A family has paid tribute to a ‘kind’ and ‘funny’ young man who died in a motorcycle crash.

The inquest into the death of Richard Stanley Lee Hallett was held at Bournemouth Town Hall on Wednesday.

Mr Hallett, died aged 25, following a crash at a junction in Poundbury on Friday, September 14.

The inquest began with a statement from Mr Hallett’s mother, Tina Cooper.

The statement read: “Richard was the most amazing son, he was kind, funny, thoughtful, generous, loving and considerate. His life was so tragically cut short, everyone who met him was devastated.

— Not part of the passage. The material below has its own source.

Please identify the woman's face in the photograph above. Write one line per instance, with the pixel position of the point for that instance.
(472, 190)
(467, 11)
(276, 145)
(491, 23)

We have all been left heartbroken by the death of our beloved Richard and we will miss him forever.”

The inquest heard how Mr Hallet had been travelling westerly from Harewood Road when he was in collision with a white Iveco van on the junction with Lower Blakemere Road.

The van was being driven by courier Andrew Bell from Yeovil, who was travelling up Lower Blakemere Road, looking for a customer.

There were conflicting accounts on whether Mr Bell who called his customer for directions, had his phone held up against his left ear or on loudspeaker at the time of the crash.

However, coroner Brendan Allen later concluded: “It seems to me, beyond a mere coincidence that Mr Bell was identified with his phone.

“I am satisfied on the balance of probabilities he did have his phone in his hand held to his left ear at the time of the collision.”

Mr Allen said neither driver was travelling at an ‘excessive speed’ towards the junction, but both had ‘poor sight lines’ as a result of nearby buildings and parked cars.

Mr Bell told the coroner he thought the junction was a roundabout and that he didn’t have the right of way.

He said he stopped before pulling away slowly when he crashed with Richard and he couldn’t see any traffic coming towards him or crossing his path at the time.

During the crash, the front wheel of Mr Hallett’s motorcycle struck the driver side front wing of Mr Bell’s van.

Mr Hallett was then separated from his vehicle and due to the impact of the crash, his helmet, which hadn’t been fastened properly, flew from his head.

He died two days later in hospital from severe head injuries.

Mr Allen said: “I feel the appropriate conclusion is one of road traffic collision.”

He said he would be writing a report on issues raised during the inquest in the hope of preventing further deaths.

Discussing the issue of using mobile phones when driving, Mr Allen commented: “The emphasis is on the importance of being aware of the road and people keeping their mind on the road as opposed to other distractions.”

He said he would also be writing about the importance of clothing being used appropriately, an issue raised by Mr Hallett’s family, who he said was ‘determined Richard’s death had not been for nothing.’

Speaking after the inquest, Gary Cooper, the uncle of Mr Hallett, said: “I think the coroner came to the right conclusion that the driver was on his phone and had it held against his ear. I think the lady who gave evidence was a credible source and there was no doubt in my mind that she was telling the truth.

He added: “We miss Richard. He was only a little fella but for a little fella he left a big hole in people’s lives.”

'He had his phone to his ear' claims witness

The Coroner concluded that Mr Bell had been holding his phone up against his ear moments before the crash.

Witness Sarah Soward, said: “It was a gentleman in a van, a white van, diving by. He was coming from my right to my left.

“I saw the gentleman holding his mobile phone to his ear with a brown leather case, it had been flipped down. He was holding it to his left hand side.”

She said she confronted the van driver about using his phone, but ‘he just looked back at her in bewilderment’.

When questioned by the coroner, Mr Bell said he had been delivering a piece of furniture in Poundbury at the time of the crash.

He said he pulled up into a layby at Buttermarket Square, where he called his customer for directions.

He claimed he placed the phone in his car’s cradle on loud speaker and denied holding it up against his ear during the crash.

He also said the phone had fallen out of the cradle into a box following the crash, police later confirmed a Samsung phone had been found in a box under the passenger’s footwell.

When asked about the confrontation with Ms Soward, he said: “I don’t remember that lady speaking to me, I remember another lady asking me if I was OK and I said I’m more concerned about the driver.’

Mr Bell said he doesn’t own a phone case like the one described by Ms Soward, also confirmed by police.